Joana André Monteiro, Marta Ferreira, Miguel Pires, Célio Fernandes
Hypothyroidism refers to the common pathological condition of thyroid hormone deficiency. If untreated, it can lead to serious adverse health effects and ultimately death1 . Synthetic thyroxine has been used to treat hypothyroidism successfully since 19272 . The optimal daily dose of 1.6- 1.8 ug/body weight (kg) per day of levothyroxine (LT4) is an appropriate replacement dose1–3. The absorption of oral LT4 occurs mostly in the jejunum and ileum (60–80% of the ingested dose)3–6. It is maximal when the stomach is empty and takes place within the first 3 hours of ingestion2 .
For patients who require larger doses of LT4 than expected, the underlying cause can be challenging to determine2 . Several factors must be considered: low patient compliance, reduced LT4 absorption from interfering dietary factors and medications, or gastrointestinal disorders contributing to malabsorption7 .

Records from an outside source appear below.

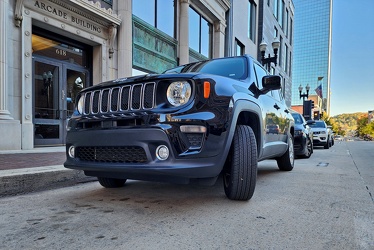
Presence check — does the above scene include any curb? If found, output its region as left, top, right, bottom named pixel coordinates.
left=0, top=165, right=97, bottom=197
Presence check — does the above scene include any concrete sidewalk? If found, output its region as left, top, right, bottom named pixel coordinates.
left=0, top=146, right=96, bottom=197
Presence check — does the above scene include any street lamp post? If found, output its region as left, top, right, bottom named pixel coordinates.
left=260, top=37, right=280, bottom=71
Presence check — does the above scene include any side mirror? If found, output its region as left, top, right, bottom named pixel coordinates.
left=262, top=75, right=281, bottom=92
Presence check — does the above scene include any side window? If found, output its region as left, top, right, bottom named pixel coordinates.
left=253, top=63, right=267, bottom=89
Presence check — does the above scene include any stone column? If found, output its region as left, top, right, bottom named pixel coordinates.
left=178, top=0, right=190, bottom=65
left=213, top=21, right=226, bottom=58
left=117, top=0, right=132, bottom=78
left=0, top=0, right=13, bottom=120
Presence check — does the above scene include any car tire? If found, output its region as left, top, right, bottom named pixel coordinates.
left=276, top=135, right=295, bottom=171
left=223, top=125, right=257, bottom=201
left=303, top=138, right=313, bottom=158
left=97, top=177, right=127, bottom=188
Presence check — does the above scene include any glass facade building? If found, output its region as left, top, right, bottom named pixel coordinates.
left=292, top=0, right=333, bottom=114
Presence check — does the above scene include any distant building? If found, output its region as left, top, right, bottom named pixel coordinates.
left=0, top=0, right=295, bottom=150
left=258, top=0, right=295, bottom=106
left=292, top=0, right=332, bottom=114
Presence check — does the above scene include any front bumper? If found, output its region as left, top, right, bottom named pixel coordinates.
left=294, top=135, right=307, bottom=155
left=64, top=125, right=227, bottom=183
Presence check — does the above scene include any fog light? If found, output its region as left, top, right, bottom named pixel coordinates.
left=156, top=145, right=169, bottom=161
left=68, top=146, right=75, bottom=158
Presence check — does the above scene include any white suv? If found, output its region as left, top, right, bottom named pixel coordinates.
left=309, top=120, right=331, bottom=149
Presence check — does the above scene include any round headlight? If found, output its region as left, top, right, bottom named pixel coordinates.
left=77, top=95, right=84, bottom=114
left=166, top=81, right=191, bottom=107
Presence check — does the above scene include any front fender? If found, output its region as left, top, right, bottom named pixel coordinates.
left=223, top=98, right=264, bottom=165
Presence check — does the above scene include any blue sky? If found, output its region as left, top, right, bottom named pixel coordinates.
left=330, top=0, right=374, bottom=116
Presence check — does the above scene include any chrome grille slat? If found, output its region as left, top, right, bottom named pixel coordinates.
left=83, top=82, right=156, bottom=115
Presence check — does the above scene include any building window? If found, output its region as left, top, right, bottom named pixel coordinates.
left=278, top=36, right=283, bottom=67
left=284, top=9, right=289, bottom=37
left=132, top=0, right=175, bottom=37
left=248, top=0, right=256, bottom=41
left=235, top=38, right=244, bottom=56
left=188, top=7, right=212, bottom=58
left=288, top=51, right=292, bottom=76
left=278, top=0, right=284, bottom=27
left=290, top=19, right=293, bottom=45
left=273, top=0, right=279, bottom=20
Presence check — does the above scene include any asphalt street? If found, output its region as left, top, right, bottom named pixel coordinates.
left=0, top=141, right=374, bottom=250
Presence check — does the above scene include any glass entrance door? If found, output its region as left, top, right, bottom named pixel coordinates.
left=34, top=57, right=89, bottom=146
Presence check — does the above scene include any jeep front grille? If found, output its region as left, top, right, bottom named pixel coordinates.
left=76, top=146, right=148, bottom=163
left=83, top=82, right=156, bottom=115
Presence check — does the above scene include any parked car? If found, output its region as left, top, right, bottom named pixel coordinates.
left=310, top=120, right=331, bottom=149
left=64, top=55, right=294, bottom=200
left=291, top=111, right=314, bottom=158
left=327, top=125, right=335, bottom=147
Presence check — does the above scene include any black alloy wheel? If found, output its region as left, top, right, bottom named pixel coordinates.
left=223, top=125, right=257, bottom=201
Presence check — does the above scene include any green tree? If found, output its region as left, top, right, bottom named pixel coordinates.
left=357, top=114, right=374, bottom=138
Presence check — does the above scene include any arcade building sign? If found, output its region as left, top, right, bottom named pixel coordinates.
left=34, top=1, right=101, bottom=34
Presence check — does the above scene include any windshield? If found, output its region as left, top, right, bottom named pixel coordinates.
left=164, top=57, right=247, bottom=80
left=310, top=122, right=326, bottom=128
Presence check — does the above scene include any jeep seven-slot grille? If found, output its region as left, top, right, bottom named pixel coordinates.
left=84, top=82, right=155, bottom=115
left=76, top=146, right=148, bottom=163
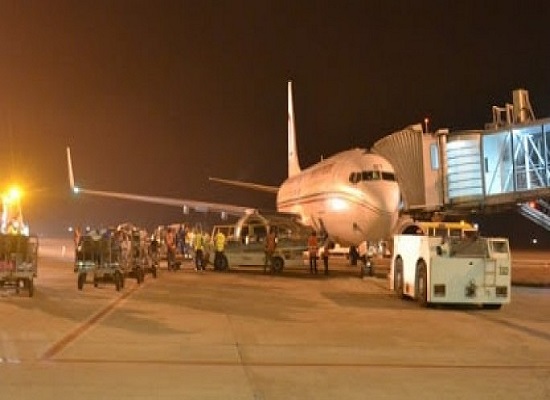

The most common cause of mal-absorption is poor or non-compliance with oral LT4 treatment by the patient8 . Compliance with treatment is the key to good outcomes in medical care.Medical non-compliance is a major public health problem that imposes a considerable financial burden upon modern healthcare systems and is also a source of ongoing frustration to doctors9 .
The concept of pseudo-malabsorption of thyroid hormones was first outlined in 1991 when it was described a factitious disorder due to patient non-compliance with the intention to deceive10. An effective way to distinguish nonadherence from mal-absorption is to perform levothyroxine absorption testing (LAT)5 .
This article aims describe the LT4 absorption rapid test in a patient with hypothyroidism, highlighting its importance in the diagnosis of LT4 pseudo-malabsorption.